D’abord, elle ne le branchait pas plus que ça la
fille de Haut de Côtes. Elle n’était pas, mais alors
pas du tout son genre. En réalité, Caïeu préférait le roi
Girofle, son exotisme, son clou.
……—
Une tragédie sociale et mœurs ?
……—
J’ouvre à une clientèle plus large !
……L’étonnement
passé, Caïeu avait vu ce nouveau monde comme une
résurrection, une seconde vie, une deuxième chance ou un
truc du genre, et se retrouver si prés de la fin…

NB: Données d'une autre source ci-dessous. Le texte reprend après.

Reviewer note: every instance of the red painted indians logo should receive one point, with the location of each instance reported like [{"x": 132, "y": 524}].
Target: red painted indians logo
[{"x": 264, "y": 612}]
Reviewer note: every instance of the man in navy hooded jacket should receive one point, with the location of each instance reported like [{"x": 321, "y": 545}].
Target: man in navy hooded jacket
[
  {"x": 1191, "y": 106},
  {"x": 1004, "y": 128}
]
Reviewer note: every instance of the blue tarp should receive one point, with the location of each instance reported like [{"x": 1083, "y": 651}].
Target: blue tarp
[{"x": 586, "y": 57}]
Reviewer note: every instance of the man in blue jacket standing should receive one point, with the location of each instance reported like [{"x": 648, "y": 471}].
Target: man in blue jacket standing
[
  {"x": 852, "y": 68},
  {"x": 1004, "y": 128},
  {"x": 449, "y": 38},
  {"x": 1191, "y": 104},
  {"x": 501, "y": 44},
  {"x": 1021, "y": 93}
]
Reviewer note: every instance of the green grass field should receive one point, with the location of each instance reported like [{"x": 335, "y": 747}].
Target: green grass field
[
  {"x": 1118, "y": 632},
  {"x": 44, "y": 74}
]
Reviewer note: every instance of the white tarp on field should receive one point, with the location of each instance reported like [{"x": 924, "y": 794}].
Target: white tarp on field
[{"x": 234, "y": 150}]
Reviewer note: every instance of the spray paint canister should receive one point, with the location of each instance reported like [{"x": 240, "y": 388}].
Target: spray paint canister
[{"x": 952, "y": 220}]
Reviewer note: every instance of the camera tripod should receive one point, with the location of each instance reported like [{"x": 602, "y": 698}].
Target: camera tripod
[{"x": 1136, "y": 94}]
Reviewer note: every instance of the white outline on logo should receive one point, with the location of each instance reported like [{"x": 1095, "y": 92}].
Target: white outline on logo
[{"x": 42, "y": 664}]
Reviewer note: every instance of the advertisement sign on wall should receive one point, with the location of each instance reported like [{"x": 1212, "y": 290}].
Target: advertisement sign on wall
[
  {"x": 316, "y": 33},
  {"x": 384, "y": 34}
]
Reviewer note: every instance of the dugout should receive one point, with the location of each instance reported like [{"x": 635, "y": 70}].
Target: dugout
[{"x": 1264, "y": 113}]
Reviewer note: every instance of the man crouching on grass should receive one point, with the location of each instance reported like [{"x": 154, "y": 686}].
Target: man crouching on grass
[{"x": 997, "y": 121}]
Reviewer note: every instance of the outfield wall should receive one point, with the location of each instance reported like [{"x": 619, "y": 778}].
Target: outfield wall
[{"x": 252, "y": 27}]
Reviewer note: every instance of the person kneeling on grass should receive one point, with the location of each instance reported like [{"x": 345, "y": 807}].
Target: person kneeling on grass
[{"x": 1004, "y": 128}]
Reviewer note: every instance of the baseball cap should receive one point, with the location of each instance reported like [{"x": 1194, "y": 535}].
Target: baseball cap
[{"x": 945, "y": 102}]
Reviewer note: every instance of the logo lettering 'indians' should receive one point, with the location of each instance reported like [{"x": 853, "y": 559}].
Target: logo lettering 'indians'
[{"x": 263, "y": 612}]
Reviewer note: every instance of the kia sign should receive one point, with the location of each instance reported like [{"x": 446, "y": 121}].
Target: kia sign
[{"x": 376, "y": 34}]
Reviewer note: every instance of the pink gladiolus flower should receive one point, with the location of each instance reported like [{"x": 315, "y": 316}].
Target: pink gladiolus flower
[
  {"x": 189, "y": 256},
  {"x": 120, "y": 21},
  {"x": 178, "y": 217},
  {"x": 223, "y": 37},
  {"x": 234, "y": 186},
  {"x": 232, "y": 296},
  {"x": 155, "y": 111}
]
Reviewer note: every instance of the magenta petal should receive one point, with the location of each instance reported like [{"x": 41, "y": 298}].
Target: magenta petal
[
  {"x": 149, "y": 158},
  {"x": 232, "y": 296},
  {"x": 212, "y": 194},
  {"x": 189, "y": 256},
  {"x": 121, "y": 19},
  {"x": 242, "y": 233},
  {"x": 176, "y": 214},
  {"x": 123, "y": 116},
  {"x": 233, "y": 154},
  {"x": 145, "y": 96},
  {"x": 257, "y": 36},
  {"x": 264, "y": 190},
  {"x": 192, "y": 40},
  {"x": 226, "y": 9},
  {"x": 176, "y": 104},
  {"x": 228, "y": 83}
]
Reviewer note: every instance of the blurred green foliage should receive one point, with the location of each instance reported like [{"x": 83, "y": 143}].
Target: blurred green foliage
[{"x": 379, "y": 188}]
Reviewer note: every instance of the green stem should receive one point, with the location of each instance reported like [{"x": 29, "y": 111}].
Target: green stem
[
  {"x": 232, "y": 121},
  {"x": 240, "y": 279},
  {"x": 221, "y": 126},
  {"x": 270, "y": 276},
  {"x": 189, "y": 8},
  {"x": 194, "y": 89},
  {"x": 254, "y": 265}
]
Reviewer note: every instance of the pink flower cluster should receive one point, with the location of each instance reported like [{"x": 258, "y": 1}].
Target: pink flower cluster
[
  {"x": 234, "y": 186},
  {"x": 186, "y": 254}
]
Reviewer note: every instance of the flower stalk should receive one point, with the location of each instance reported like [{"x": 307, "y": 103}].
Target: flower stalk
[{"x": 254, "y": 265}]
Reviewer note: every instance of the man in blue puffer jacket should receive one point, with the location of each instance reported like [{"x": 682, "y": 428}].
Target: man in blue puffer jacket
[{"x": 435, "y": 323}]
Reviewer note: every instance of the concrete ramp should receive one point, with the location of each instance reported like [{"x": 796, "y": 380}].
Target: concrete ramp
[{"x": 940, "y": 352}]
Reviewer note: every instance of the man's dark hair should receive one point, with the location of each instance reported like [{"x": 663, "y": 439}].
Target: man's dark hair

Forcément, il rage, il écume, il pousse la crème, repousse
l’Histoire, se bat…
……—
Un peu d’héroïsme c’est bien aussi.
……—
Ce qu’il y a, c’est que ça refroidit.
……—
Sa lutte n’en est que plus belle.
……Le
voici qui rassemble ces dernières forces, lâche son bout de
laurier et nage vers un quart de champignon de Paris plus
en adéquation avec l’idée qu’il se fait
d’un radeau. Il souffre, halète, il y est presque
et…
……—
…Et j’ai faim.
……—…
……—…
……Quelquefois,
moi et moi ne trouvons rien à penser…
……Ou
à nous dire…
……Et
inversement.
……—
…
……—
Bon d’accord. Fin !
……Le
valeureux Caïeu sombre. Le roi de Girofle se fait dévorer,
empire y compris. Miss Haut de Côtes court en tous sens,
lutte, mais la trinité punit sans façon, déchaîne ses
plaies ; vents, lames, raz-de-marée, et finalement la
belle succombe à son tour.
……Un
verre de rouge les pousse vers l’au-delà.
……—
…Et donc, pas le plus petit début d’une
histoire, encore moins celui d’une nouvelle.
……—
Retour à la casse départ.
……—
Les nouvelles, c’est chiant !
……—
Surtout pour réussir un début.
……—…
……—
Pourquoi, lorsque l’on est seul, on se retrouve
deux ?
……—
…Une nouvelle philosophique dont les héros seraient
le corps et l’esprit ? L’alter et
l’ego ? Un truc burlesque !?
……—
Ou une tragédie sur la vie : l’ambivalence
de la création, le mal être de l’auteur, sa dualité
assumée, ou pas, ou peu, ou plus, ou peut-être …
……—
Les maux pour les mots ?
……—
Et inversement !
……—
Pas mal… En tous cas, ça peut faire un bon début.
……—
Ou une jolie fin.
……Voyons…
……Mousse
au chocolat.
……Au
cœur des noires nébuleuses, les âmes se tiennent à
carreaux et…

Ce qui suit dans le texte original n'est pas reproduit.